Relevant links: mirage/irmin-server#42, mirage/irmin-server#44.

Irmin in the Browser

The internship project consists in combining irmin-indexddb and irmin-server to produce an offline-first application with fast and efficient synchronisation. Offline-first applications ensure that apps work just as well offline as they do online. Thanks to Irmin’s mergeable replicated data-types, it becomes much easier to build applications that can transform the state offline and resynchronise the state later. For Tezos, this could be useful to write web applications to interact with the context state directly.

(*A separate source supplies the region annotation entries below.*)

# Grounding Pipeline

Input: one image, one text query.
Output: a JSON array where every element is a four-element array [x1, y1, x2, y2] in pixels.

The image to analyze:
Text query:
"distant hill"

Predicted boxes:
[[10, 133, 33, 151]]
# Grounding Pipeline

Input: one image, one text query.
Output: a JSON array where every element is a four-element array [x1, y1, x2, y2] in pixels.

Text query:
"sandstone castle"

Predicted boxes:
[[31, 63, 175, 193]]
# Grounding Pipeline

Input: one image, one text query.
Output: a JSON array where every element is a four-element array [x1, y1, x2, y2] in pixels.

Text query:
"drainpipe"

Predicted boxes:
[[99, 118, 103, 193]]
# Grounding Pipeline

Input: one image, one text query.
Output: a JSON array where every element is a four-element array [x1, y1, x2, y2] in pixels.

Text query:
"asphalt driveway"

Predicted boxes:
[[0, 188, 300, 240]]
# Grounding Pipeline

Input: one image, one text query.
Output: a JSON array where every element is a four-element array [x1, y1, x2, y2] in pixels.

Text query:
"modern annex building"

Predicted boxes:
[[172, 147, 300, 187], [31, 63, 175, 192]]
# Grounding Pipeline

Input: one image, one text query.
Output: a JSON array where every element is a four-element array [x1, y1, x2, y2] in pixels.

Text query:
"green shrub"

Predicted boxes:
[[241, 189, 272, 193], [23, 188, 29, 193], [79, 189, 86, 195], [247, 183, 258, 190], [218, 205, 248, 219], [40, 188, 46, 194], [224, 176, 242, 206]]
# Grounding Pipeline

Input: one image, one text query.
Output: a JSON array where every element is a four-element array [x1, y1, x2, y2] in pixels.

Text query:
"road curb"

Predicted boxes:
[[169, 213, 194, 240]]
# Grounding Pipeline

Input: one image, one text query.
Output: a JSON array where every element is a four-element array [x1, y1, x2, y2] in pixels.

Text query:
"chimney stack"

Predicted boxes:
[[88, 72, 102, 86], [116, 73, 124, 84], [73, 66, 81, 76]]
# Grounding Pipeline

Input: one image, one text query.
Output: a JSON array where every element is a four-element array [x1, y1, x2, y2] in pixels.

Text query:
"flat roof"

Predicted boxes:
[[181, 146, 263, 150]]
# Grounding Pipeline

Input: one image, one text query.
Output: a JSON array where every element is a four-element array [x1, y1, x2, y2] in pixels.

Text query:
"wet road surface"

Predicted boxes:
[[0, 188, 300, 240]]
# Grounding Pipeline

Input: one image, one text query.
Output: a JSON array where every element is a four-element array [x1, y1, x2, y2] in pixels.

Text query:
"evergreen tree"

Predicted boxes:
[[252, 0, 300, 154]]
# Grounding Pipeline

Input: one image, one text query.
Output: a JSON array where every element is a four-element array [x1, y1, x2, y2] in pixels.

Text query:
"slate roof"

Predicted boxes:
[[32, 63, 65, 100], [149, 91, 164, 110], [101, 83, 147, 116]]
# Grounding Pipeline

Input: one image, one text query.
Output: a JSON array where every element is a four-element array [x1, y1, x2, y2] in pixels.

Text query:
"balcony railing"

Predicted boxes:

irmin-server is a server for Irmin using a custom wire protocol, designed to have minimal overhead. Clients can connect to the irmin-server over a byte-stream such as a TCP connection or a Unix domain socket. This restricts the client to Unix-like systems, meaning we cannot put a client in the browser to interact with a remote server efficiently. In May, we extended both the client and server to support websockets, a message-oriented data flow with good support in modern browsers. With this new communication channel, and with the appropriate abstractions, the clients of the irmin-server can now be compiled to the browser. This allows for building browser-based, offline-first applications that can efficiently synchronise with a remote Irmin store.

The offline-first Irmin application is scheduled to be available in Q3 2022.

Relevant links: mirage/irmin-server#47, mirage/irmin-server#48, mirage/irmin#1843.

Maintain and Improve Irmin

General Irmin Maintenance

We fixed a bug in the snapshot export, as the export was failing for blocks committed before Irmin 3.0. The fix is part of the Irmin 3.2.2 release and is in tezos#master. We are also looking into multicore and eio.

We are working on integrating the Irmin pretty-printers in utop.

Relevant links: mirage/irmin#1845, tezos/opam-repository#299.

Memory-efficient and formally verified caches

Last month an internship started with the goal to efficiently implement various caching policies (e.g., LFU, LIRS, etc.). Replacement policies can be complex, but since missing entries is part of the caches’ expected behaviour, wrongfully understanding or implementing them often go unnoticed. It can, however, dramatically affect performances or lead to memory leakages. We plan to evaluate the performance of the different policies in a real-world setting within Irmin and Tezos. Moreover, we aim to formalize caches behaviour and specify the cache replacement policies using Gospel.

The development last month included the creation of cache-through, an interface and a functor to call cache strategy in different cases (e.g. aside cache, through cache). We added tests based to cache-through on Alcotest and we’ve further explored LFU (Least Frequently Used) implementations in linear complexity.

This work is scheduled to be finished in Q2.

Relevant links: cachecache#6, cachecache#8.